Anthropic disabled access to its Fable 5 and Mythos 5 models for customers worldwide after the US government ordered restrictions on foreign access, according to TechCrunch and Mother Jones. The move followed reporting that Amazon chief executive Andy Jassy had warned senior US officials that researchers at Amazon were able to use one of Anthropic’s models to obtain information potentially usable in cyberattacks. The Wall Street Journal said Jassy raised the issue with Treasury Secretary Scott Bessent and other officials.

The sequence matters because Anthropic is not only a high-profile AI supplier; it is also a company backed by the same firms that buy and integrate its models. When a leading investor and customer can brief regulators about a competitor-supplier’s weaknesses, the boundary between market competition and national-security policy becomes hard to trace. TechCrunch reported that Reuters and The Information also described Amazon communicating concerns about Anthropic’s security, while an Amazon spokesperson told the Journal it is common for governments to seek Amazon’s counsel on risks, without confirming what was discussed.

The administration’s public rationale has been national security, but the mechanism is commercial. Anthropic complied by switching off access to the two models for all customers, Mother Jones reported, after being ordered to suspend foreign nationals, including employees, from using its most advanced products. That is an export control enforced through a private company’s product dashboard, not a customs checkpoint. For customers outside the US, the practical message is that “sovereign AI” debates can end with a login screen.

The accounts also describe a dispute inside the US itself about how far these controls should go. David Sacks, described by TechCrunch as the former AI czar under President Trump and current co-chair of the President’s Council of Advisors on Science and Technology, said a “highly credible trusted partner” of both Anthropic and the US government came forward with information about a jailbreak. Sacks claimed the administration asked Anthropic chief executive Dario Amodei to fix the issue or de-deploy the model, and that Amodei refused. Mother Jones, meanwhile, notes Anthropic has marketed itself as an “ethical AI” company and has said some government demands—such as mass surveillance of Americans and fully autonomous weapons—would violate its safeguard policies.

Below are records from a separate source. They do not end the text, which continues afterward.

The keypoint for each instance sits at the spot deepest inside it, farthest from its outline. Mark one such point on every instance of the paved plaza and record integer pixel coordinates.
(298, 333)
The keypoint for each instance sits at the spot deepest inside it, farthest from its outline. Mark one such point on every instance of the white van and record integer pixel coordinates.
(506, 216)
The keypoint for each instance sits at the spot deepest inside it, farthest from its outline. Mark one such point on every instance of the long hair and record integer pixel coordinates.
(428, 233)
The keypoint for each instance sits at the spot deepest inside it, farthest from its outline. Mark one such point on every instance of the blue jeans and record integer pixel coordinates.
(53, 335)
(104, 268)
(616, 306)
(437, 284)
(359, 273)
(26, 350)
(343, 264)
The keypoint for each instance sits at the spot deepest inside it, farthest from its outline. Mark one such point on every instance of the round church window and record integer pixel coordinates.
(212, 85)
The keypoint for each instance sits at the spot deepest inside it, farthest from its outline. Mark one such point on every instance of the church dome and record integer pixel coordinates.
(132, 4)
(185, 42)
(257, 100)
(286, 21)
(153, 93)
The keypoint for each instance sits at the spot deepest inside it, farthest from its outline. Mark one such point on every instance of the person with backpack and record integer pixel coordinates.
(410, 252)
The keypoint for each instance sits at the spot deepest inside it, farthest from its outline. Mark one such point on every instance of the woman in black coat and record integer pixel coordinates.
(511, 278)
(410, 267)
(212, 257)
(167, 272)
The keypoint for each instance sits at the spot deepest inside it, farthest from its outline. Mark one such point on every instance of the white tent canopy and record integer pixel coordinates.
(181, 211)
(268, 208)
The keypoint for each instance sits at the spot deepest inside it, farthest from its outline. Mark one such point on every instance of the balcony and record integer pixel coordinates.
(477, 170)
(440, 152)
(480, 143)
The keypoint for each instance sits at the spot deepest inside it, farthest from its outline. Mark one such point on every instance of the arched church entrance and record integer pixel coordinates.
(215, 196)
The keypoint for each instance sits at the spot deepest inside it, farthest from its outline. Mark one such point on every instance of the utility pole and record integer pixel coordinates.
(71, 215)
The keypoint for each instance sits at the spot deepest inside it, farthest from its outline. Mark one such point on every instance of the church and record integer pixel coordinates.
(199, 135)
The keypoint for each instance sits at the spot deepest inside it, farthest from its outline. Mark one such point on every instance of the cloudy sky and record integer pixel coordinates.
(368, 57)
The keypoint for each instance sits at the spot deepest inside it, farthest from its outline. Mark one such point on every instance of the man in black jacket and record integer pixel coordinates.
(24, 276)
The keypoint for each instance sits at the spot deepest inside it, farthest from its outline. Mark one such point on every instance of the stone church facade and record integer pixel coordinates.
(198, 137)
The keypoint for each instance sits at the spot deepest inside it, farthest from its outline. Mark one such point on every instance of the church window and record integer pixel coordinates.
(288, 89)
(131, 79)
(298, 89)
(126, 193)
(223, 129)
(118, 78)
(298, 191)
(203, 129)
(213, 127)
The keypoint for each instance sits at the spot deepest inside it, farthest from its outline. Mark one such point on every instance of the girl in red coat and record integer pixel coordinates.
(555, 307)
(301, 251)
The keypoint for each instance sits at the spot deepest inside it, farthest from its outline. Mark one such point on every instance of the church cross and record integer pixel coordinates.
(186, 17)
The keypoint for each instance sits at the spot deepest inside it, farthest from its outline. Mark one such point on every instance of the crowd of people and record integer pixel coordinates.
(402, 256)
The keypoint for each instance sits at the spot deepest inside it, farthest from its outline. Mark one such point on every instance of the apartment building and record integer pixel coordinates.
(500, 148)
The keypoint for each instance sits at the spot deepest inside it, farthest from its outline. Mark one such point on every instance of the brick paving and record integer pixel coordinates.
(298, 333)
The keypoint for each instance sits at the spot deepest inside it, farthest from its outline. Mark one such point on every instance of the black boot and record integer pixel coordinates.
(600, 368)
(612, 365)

The episode lands as Anthropic prepares for an initial public offering, according to Mother Jones, and after a period in which the company has tried to position its guardrails as a competitive advantage. But those guardrails are now being evaluated in a different forum: by officials who can impose restrictions without detailing the underlying evidence. For developers, the risk is not only that models can be misused, but that access can be revoked overnight, with the decision shaped by actors who may also profit from the outcome.

Anthropic’s most advanced models were available to customers until the company disabled them to comply with the directive. The restriction did not arrive as a new product launch or a patch note, but as a service interruption tied to a government order that, so far, has not been publicly explained in detail.